At the highest level, we can distinguish paid traffic (that derives from ad spend) with non-paid traffic: visitors who come to the website by entering the URL directly, clicking on a link from a referrer site or clicking on an organic link returned in a search results, for example.
In order to identify paid traffic, Snowplow users need to set five query parameters on the links used in ads. Snowplow checks for the presence of these query parameters on the web pages that users load: if it finds them, it knows that that user came from a paid source, and stores the values of those parameters so that it is possible to identify the paid source of traffic exactly.
If the query parameters are not present, Snowplow reasons that the user is from a non-paid source of traffic. It then checks the page referrer (the url of the web page the user was on before visiting our website), and uses that to deduce the source of traffic:
- If the URL is identified as a search engine, the traffic medium is set to "organic" and Snowplow tries to derive the search engine name from the referrer URL domain and the keywords from the query string.
- If the URL is a non-search 3rd party website, the medium is set to "referrer". Snowplow derives the source from the referrer URL domain.
Campaign information is automatically tracked.
Identifying paid sources
Your different ad campaigns (PPC campaigns, display ads, email marketing messages, Facebook campaigns etc.) will include one or more links to your website e.g.:
<a href="http://mysite.com/myproduct.html">Visit website</a>
We want to be able to identify people who've clicked on ads e.g. in a marketing email as having come to the site having clicked on a link in that particular marketing email.
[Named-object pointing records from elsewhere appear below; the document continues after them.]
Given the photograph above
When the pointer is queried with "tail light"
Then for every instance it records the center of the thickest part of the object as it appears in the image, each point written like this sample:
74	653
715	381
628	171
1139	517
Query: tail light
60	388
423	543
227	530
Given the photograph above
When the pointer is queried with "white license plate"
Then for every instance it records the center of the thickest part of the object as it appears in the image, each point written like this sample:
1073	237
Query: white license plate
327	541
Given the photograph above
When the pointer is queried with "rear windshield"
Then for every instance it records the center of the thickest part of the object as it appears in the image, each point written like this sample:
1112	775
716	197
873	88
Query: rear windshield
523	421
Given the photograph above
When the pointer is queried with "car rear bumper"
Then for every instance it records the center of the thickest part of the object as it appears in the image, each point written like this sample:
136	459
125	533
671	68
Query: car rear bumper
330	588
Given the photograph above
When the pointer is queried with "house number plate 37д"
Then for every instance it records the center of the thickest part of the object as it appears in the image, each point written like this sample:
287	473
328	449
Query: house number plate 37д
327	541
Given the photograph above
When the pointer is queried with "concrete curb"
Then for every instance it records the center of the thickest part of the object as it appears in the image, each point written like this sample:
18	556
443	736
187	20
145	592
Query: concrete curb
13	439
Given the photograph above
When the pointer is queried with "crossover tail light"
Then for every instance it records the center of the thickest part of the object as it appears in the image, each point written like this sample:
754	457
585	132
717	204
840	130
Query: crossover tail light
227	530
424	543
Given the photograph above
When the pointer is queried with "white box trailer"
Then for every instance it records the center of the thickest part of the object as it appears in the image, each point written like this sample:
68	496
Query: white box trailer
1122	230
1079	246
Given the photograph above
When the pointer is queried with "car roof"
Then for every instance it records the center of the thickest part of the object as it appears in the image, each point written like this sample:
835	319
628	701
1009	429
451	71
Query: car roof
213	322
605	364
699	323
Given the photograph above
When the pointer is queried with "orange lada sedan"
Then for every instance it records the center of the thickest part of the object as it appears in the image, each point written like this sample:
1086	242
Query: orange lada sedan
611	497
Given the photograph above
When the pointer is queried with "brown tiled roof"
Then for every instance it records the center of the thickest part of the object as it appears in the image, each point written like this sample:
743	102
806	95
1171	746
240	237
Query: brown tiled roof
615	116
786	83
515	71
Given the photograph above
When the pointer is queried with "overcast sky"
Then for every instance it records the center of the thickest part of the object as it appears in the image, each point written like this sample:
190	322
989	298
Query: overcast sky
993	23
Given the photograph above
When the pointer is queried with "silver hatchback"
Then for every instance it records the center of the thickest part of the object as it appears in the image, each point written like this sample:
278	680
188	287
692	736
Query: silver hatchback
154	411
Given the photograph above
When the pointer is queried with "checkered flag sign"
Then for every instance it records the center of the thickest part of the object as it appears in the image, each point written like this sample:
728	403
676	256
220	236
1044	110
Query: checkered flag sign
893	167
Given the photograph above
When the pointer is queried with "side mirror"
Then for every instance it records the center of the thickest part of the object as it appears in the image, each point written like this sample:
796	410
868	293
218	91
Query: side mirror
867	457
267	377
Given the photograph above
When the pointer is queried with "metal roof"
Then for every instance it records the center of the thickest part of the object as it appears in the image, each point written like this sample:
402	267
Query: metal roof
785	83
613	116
To do that, we modify the link in the marketing email with query parameters, like so:
<a href="http://mysite.com/myproduct.html?utm_source=newsletter-october&utm_medium=email&utm_campaign=cn0201">Visit website</a>
For the prospective customer clicking on the link, adding the query parameters does not change the user experience. (The user is still directed to the webpage at http://mysite.com/myproduct.html
.) But Snowplow then has access to the fields given in the query string, and uses them to identify this user as originating from the October Newsletter, an email marketing campaign with campaign id = cn0201.
Anatomy of the query parameters
Snowplow uses the same query parameters used by Google Analytics. Because of this, Snowplow users who are also using GA do not need to do any additional work to make their campaigns trackable in Snowplow as well as GA. Those parameters are:
Parameter | Name | Description |
---|---|---|
utm_source | Campaign source | Identify the advertiser driving traffic to your site e.g. Google, Facebook, autumn-newsletter etc. |
utm_medium | Campaign medium | The advertising / marketing medium e.g. cpc, banner, email newsletter, in-app ad, cpa |
utm_campaign | Campaign id | A unique campaign id. This can be a descriptive name or a number / string that is then looked up against a campaign table as part of the analysis |
utm_term | Campaign term(s) | Used for search marketing in particular, this field is used to identify the search terms that triggered the ad being displayed in the search results. |
utm_content | Campaign content | Used either to differentiate similar content or two links in the same ad. (So that it is possible to identify which is generating more traffic.) |
The parameters are described in the Google Analytics help page. Google also provides a urlbuilder which can be used to construct the URL incl. query parameters to use in your campaigns.